About a third of the way through the World War II memorial, I turned to the missus and said, "Does this seem kind of cheesy to you?" She couldn't hear me, though, because the fountains were so loud. I've read plenty of commentary about this memorial, both
pro and
con, but I was ready to give the thing a shot.
In his review of the memorial, the
Washington Post's Blake Gopnik said:
It says so little, in fact, that our soldiers' worst enemies would have felt equally comfortable with its design. Imagine the memorial as paying tribute to the efforts of the Wehrmacht in Poland, or of the Carabinieri in Ethiopia -- change just a few of its explanatory inscriptions, that is -- and you realize that Europe's fascist leaders could not have found a thing in it to take exception to. Its sculpted raptors and victors' wreaths and imperial colonnades trumpet warlike virtues, but they never flag which side they're fighting on.
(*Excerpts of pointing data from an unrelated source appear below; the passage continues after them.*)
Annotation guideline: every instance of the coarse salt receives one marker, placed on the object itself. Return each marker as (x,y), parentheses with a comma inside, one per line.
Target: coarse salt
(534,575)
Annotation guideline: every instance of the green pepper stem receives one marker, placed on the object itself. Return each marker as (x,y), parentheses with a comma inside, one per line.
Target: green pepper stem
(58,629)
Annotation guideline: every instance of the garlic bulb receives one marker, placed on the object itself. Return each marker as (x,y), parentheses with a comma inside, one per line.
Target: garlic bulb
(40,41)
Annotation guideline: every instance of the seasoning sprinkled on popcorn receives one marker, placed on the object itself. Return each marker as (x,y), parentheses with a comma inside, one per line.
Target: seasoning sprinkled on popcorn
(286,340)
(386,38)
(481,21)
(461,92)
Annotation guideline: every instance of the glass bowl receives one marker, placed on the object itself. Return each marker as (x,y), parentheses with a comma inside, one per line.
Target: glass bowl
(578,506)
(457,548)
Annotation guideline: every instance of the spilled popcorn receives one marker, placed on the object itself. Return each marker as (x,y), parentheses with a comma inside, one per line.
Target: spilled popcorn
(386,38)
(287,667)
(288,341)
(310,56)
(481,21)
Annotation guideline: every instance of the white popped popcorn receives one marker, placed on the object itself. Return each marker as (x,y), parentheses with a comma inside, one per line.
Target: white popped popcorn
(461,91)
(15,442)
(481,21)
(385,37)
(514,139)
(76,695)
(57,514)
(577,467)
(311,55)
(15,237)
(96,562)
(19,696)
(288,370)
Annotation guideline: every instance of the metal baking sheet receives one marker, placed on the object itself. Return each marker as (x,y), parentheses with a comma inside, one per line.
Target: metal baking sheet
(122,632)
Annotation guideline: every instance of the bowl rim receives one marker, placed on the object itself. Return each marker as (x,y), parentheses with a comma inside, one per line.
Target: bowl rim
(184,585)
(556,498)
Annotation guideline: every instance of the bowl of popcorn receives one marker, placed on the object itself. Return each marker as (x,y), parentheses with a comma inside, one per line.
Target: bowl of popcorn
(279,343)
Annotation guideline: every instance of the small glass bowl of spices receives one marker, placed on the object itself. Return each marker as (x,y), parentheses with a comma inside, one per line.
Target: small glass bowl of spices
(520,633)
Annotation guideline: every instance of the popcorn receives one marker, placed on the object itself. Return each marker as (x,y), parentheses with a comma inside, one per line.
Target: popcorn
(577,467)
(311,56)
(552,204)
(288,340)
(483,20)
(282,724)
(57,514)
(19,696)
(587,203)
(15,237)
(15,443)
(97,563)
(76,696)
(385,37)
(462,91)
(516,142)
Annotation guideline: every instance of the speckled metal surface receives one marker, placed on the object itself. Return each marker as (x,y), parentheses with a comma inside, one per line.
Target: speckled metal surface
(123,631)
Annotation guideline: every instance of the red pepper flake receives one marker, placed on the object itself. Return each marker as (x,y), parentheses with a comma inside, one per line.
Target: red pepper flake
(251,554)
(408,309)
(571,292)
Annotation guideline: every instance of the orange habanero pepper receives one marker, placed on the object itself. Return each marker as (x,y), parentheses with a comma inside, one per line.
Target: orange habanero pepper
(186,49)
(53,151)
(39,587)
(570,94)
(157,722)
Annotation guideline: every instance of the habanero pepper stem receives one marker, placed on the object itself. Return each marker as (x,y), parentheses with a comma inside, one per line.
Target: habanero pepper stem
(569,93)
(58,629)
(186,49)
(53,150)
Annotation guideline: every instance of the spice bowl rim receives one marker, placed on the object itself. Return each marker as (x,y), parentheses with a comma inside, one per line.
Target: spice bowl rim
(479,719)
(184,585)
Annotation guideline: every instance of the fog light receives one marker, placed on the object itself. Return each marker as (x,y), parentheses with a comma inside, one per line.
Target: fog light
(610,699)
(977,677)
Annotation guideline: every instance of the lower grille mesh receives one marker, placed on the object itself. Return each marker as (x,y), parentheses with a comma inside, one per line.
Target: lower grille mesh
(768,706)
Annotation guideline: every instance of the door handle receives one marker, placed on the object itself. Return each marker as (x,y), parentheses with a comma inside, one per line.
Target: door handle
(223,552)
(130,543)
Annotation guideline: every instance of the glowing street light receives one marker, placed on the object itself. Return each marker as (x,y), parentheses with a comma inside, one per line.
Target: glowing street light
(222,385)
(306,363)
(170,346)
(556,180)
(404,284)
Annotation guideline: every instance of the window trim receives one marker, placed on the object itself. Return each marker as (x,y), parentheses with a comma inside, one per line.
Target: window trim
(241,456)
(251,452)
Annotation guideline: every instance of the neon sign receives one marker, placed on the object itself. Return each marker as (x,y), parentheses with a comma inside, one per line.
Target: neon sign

Wow. A point Gopnik doesn't address is the sheer Hollywood-ness of this memorial. I guess that's low-hanging fruit, but think about the echoes between those overwhelmingly loud fountains and the way memorial backer Steven Spielberg (whose movies I generally like) blasts his audience with ear-splitting music that tells them what mood they should be in for each scene. In the context of the memorial, these fountains say, "This is important," but they make contemplation of the magnitude of that war next to impossible.
Which is in keeping with the rest of the memorial. At the visitor's center, you can look up relatives who died in the war, but otherwise the only suggestion that people died in this thing is a wall with a bunch of brass stars on it. There are giant columns with the names of all the states, plus Alaska, Hawaii, D.C. and Guam, and absolutely nothing on them to convey the number of people from each state who perished fighting. It's all terribly grand and utterly forgettable, much like most World War II movies (with the notable exception of
Saving Private Ryan). The setting, on the Mall between the Washington and Lincoln Memorials, is nowhere near as scarring as I thought it would be, but the monument itself feels like an afterthought to its location--as if the real estate conveyed so much gravitas no one would notice that someone parked a McMansion there.
I agree with Slate's Timothy Noah that while Vietnam was "in retrospect...largely about death," and that the World War II memorial doesn't necessarily require a "telephone book" roll call of the the dead to make an impact. But like the movies that partially funded this turkey, death is idealized in the World War II memorial, skated over and ultimately emptied of meaning.